Essere mamma non va di pari passo con un lavoro, a quanto pare…
Molte donne dello spettacolo, italiano e non, si sono viste stracciare in faccia il contratto lavorativo appena annunciata la notizia di quello che dovrebbe essere considerato da qualunque essere che si consideri “umano” come un “lieto evento”.
Recenti e note sono le discriminazioni attuate nei confronti della modella Laetitia Casta e della brava attrice Stefania Rocca.
La prima ha visto sfumare un contratto lavorativo perchè ammise di essere incinta e così, LA regista (già , è proprio una lei!!!) non ha permesso che la bella Laetitia partecipasse al film per cui era stata scritturata dicendole che poteva considerarsi “fuori”.
Memore di quanto subito all’epoca, la modella, attualmente in attesa del suo terzo bimbo, avendo assunto un impegno lavorativo della durata di soli 5 giorni ed essendo all’inizio della gravidanza, ha confessato il “reato” al termine delle riprese!

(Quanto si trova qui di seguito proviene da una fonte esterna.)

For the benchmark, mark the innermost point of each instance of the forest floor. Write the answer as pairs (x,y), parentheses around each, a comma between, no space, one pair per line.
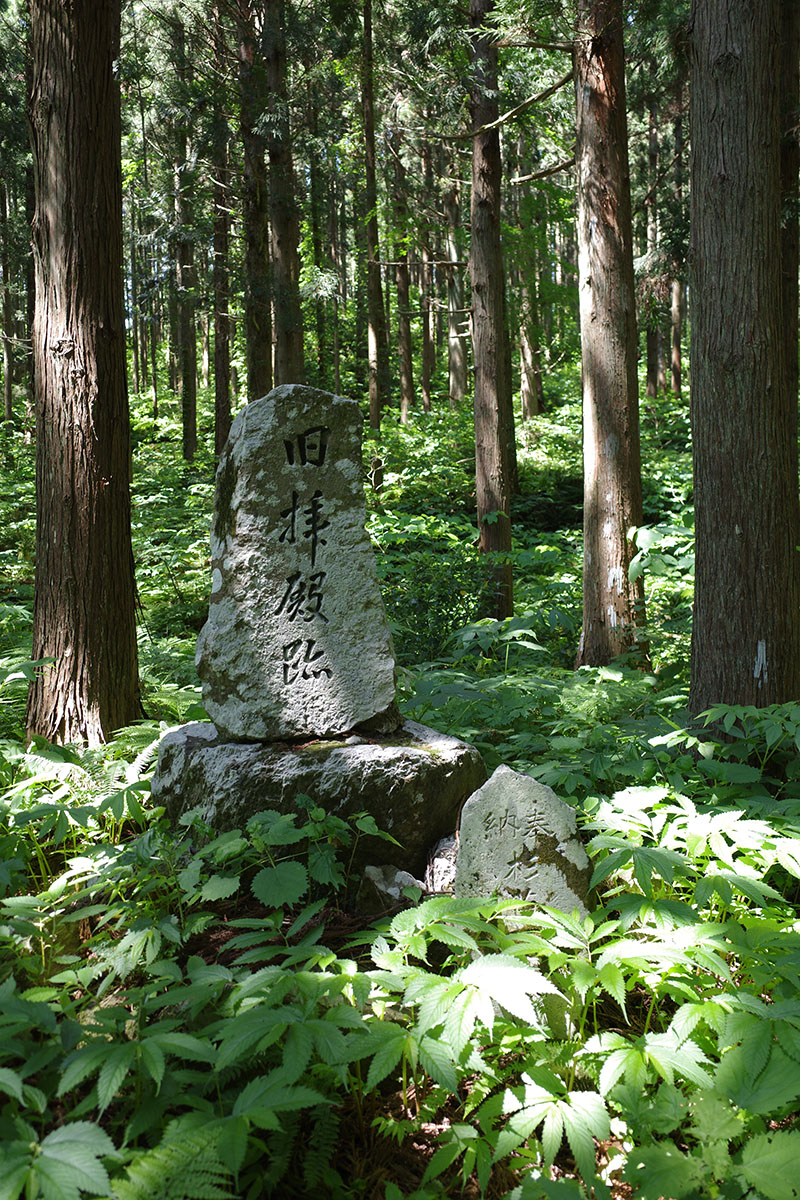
(186,1013)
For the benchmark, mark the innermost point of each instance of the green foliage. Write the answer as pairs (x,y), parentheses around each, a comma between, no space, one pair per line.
(181,1014)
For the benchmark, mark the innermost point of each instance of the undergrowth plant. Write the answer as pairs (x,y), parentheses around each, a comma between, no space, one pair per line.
(193,1013)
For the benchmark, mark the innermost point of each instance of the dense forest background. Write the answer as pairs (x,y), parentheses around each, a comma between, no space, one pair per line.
(531,240)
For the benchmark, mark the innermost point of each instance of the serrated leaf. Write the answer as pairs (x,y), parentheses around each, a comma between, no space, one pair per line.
(11,1083)
(82,1063)
(70,1159)
(272,1093)
(509,982)
(657,1171)
(282,885)
(770,1164)
(459,1020)
(118,1063)
(437,1062)
(775,1086)
(220,887)
(389,1053)
(152,1060)
(232,1144)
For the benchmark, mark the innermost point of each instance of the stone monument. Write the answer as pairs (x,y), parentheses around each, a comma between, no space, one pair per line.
(518,839)
(295,658)
(296,642)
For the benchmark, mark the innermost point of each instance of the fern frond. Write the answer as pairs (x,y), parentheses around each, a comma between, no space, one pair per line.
(188,1169)
(281,1145)
(320,1146)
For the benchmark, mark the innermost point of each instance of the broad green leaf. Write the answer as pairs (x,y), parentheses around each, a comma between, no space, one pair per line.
(437,1061)
(770,1164)
(282,885)
(11,1084)
(232,1144)
(220,887)
(118,1063)
(510,983)
(68,1161)
(272,1093)
(776,1086)
(14,1168)
(661,1170)
(391,1043)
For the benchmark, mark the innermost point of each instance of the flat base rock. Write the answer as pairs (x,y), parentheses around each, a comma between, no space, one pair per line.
(413,783)
(518,839)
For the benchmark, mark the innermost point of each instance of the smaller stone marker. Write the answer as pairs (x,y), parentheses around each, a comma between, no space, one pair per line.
(296,643)
(518,839)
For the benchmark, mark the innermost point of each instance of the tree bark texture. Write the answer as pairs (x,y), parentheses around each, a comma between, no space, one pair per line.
(289,360)
(678,289)
(7,310)
(789,195)
(185,270)
(492,393)
(221,280)
(651,322)
(84,607)
(456,340)
(613,605)
(745,629)
(377,348)
(258,311)
(402,281)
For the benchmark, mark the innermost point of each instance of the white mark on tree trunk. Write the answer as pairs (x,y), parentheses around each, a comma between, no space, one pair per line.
(759,670)
(615,579)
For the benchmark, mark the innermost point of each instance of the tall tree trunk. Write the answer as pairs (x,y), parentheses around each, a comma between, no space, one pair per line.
(613,605)
(426,282)
(402,280)
(134,298)
(84,606)
(340,271)
(221,275)
(7,310)
(492,399)
(258,312)
(651,318)
(745,629)
(377,348)
(317,216)
(185,271)
(287,335)
(678,303)
(789,198)
(456,340)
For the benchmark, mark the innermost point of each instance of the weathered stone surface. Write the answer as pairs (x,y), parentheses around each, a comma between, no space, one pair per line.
(413,781)
(440,875)
(296,642)
(382,887)
(518,839)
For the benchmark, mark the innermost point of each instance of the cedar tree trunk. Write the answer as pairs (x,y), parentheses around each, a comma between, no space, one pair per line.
(613,606)
(492,402)
(84,609)
(745,630)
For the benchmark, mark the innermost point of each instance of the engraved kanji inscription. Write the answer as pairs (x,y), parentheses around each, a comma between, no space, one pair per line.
(308,448)
(314,523)
(289,532)
(301,661)
(302,598)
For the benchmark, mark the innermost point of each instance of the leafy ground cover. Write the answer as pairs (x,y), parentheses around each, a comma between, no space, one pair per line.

Stefania Rocca si è vista sbattere in faccia le porte di casa Rai, che non l’ha voluta per il seguito della fiction Tutti pazzi per amore a causa di un “problema di forma”!
Come loro, tante altre si sono trovate ben presto rimpiazzate perchè hanno scelto di creare una famiglia e di non rinunciarvi per una comparsata in Tv.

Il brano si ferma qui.